Colta di sorpresa, l’Europa prova a smorzare i toni: “Ci atteniamo al comunicato come approvato da tutti i partecipanti al G7“, è la reazione di Bruxelles che comunque punta ancora tenere la porta aperta ai negoziati.
“La cooperazione internazionale non può essere dettata da scatti di rabbia e dichiarazioni usa e getta“, si sfoga il presidente francese Macron, che definisce Trump “incoerente e inconsistente” ed invitandolo ad essere seri nei confronti dei rispettivi popoli verso cui hanno preso degli impegni che vanno mantenuti.

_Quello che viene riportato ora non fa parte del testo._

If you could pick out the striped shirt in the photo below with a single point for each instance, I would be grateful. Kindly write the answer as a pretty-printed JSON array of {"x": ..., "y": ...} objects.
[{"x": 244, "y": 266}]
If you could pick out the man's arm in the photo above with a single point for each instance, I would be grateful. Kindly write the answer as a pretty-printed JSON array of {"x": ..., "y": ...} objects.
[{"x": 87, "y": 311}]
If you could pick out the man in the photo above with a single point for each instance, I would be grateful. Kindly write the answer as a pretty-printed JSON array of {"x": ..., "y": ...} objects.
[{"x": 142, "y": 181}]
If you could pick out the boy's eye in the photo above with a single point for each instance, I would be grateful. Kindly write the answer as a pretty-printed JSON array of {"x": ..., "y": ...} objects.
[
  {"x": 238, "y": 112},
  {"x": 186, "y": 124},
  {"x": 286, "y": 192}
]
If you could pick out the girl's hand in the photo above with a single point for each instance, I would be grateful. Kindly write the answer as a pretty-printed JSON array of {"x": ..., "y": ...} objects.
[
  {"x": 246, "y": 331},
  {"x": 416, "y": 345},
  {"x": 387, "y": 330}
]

“Il ritiro via tweet è ovviamente deludente e anche un po’ deprimente“ ha commentato Merkel, ma allo stesso tempo ha reagito con cautela all’improvvisa retromarcia americana sostenendo che “La Germania sosterrà la dichiarazione finale concordata” e chiarendo che porterà comunque avanti i colloqui con Trump, a luglio, al vertice Nato di Bruxelles: nonostante i difficili rapporti con Washington, per la cancelliera ci sono buone ragioni per continuare a battersi per la partnership transatlantica.
Più netta la condanna del suo ministro degli Esteri Heiko Maas: “Con un tweet di 280 caratteri, Trump ha distrutto la credibilità del G7, per ricostruire la quale ci vorranno anni ...Questo rende ancora più importante che l’Europa sia unita e difenda i suoi interessi in modo ancora più deciso. Europa unita è la risposta ad America First”.
Questo G7 infatti passerà alla storia anche per aver avuto un contraltare in tempo reale sui social. Molto si è fatto e disfatto a colpi di cinguettii online mentre i leader faccia a faccia litigavano e cercavano di ricucire.
Verso un nuovo ordine mondiale?
Il tycoon sferra così un altro duro colpo alle relazioni degli Stati Uniti con gli alleati tradizionali: dopo un vertice che, come da previsioni è stato piuttosto spinoso, è arrivato alla fine il temuto strappo che stavolta è destinato a lasciare i segni nel tempo, con conseguenze difficili da prevedere. Per sottolineare il crescente isolamento degli Stati Uniti molti media si sono spinti a parlare di un ipotetico G6+1 o addirittura di un G3 tra USA, Russia e Cina.
Ma la spirale di crisi aperta con gli alleati questa volta potrebbe tradursi in passi indietro di più ampia portata e ardui da recuperare se le altre potenze industriali non riusciranno a trovare efficaci antidoti all’isolazionismo della Casa Bianca e a colmare il vuoto di leadership collettiva che ha lasciato.